The Première files By Thomas Baurez

The den of a thousand notes



The lair lies on the edge of the 17th arrondissement of Paris, far from the bustling crowds of hectic Parisian life.

It is the beginning of summer 2015 and I am paying a visit to Philippe Sarde. The musician has composed the score for Louis Garrel's first feature film, Two Friends, which has just been screened at the Cannes Film Festival. Sarde tends to make himself scarce, so I went with my heart pounding and in a terrible rush. "Dring". Philippe Sarde opens the door, and his baggy black t-shirt catches my eye. Then his shorts of the same colour. Everything is calm and relaxed. Luxury is hidden under the piles of souvenirs that occupy the walls, desk and the coffee tables. The host sits down in front of his computer. Behind him, I spy the word Tess beautifully handwritten on a scroll. His score for Roman Polanski's masterpiece has earned him an Oscar nomination, and this parchment is the proof.

CHOSES DE LA VIEThe Things of Life by Claude Sautet (1969)


Where should we begin? With the film The Things of Life, of course. As he recalls and re-enacts his memories with a matchless sense of narrative, I feel his hands repressing an urge to tap to the tempo. An interview with the composer is necessarily accompanied by music. He often suspends his sentences in mid-air, while a melody emerges from the speakers to illustrate his point. La Chanson d'Hélène and its every beat, every breath, every detail - Philippe Sarde looks you in the eye to make sure you are there with him, vibrating with each note. Sometimes he presses the space bar on the keyboard, cutting short the lyricism. He changes tracks, isolating the instrument from the song. Romy disappears. Only the piano remains. Sarde explains, "I play my little melody for Claude [Sautet], and there is complete silence, a feeling emerges. Claude says, ‘Tell me, this melody only goes down, can you also make it go up?’ and I reply, ‘I can invent as many itineraries as you want!’”

And the composing is done with amazing speed.
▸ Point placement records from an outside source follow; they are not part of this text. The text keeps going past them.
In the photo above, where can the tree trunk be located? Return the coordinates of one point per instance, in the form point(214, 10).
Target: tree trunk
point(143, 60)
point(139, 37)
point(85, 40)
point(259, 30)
The theme of The Big Feast/La Grande Bouffe contains every style of music: rumba, piano solo or with the orchestra... I was even treated to Ugo Tognazzi's pasta prepared in the middle of the night with Marco Ferreri finding inspiration between two bites. The young Bertrand Tavernier, press attaché of the iconoclastic Italian filmmaker, was already around. Alain Sarde talks, opens secret doors and throws a rumba into the air to finish off the episode in style. That day, Chet Baker entered the room, high as a kite, but perfectly sober on his trumpet during the recording. Sarde comments that Belmondo wanted disco for his scene where he’s suspended from a helicopter, Johnny Hallyday wanted orchestration for his theme song to J’ai épousé une ombre and the primates of Quest for Fire needed to be tamed by the music. Everything goes quickly and nothing gets confused. I get up, thinking the session is over. Out of the blue, I mention the name William Friedkin, the previous "victim" of my column, pompously christened a "great interview", to whom Sardinia was to succeed. "Ah Friedkin! Sit down, I'll tell you a story... At that time, he was still in a relationship with Jeanne Moreau..." Luxe, calme… and flights of fancy.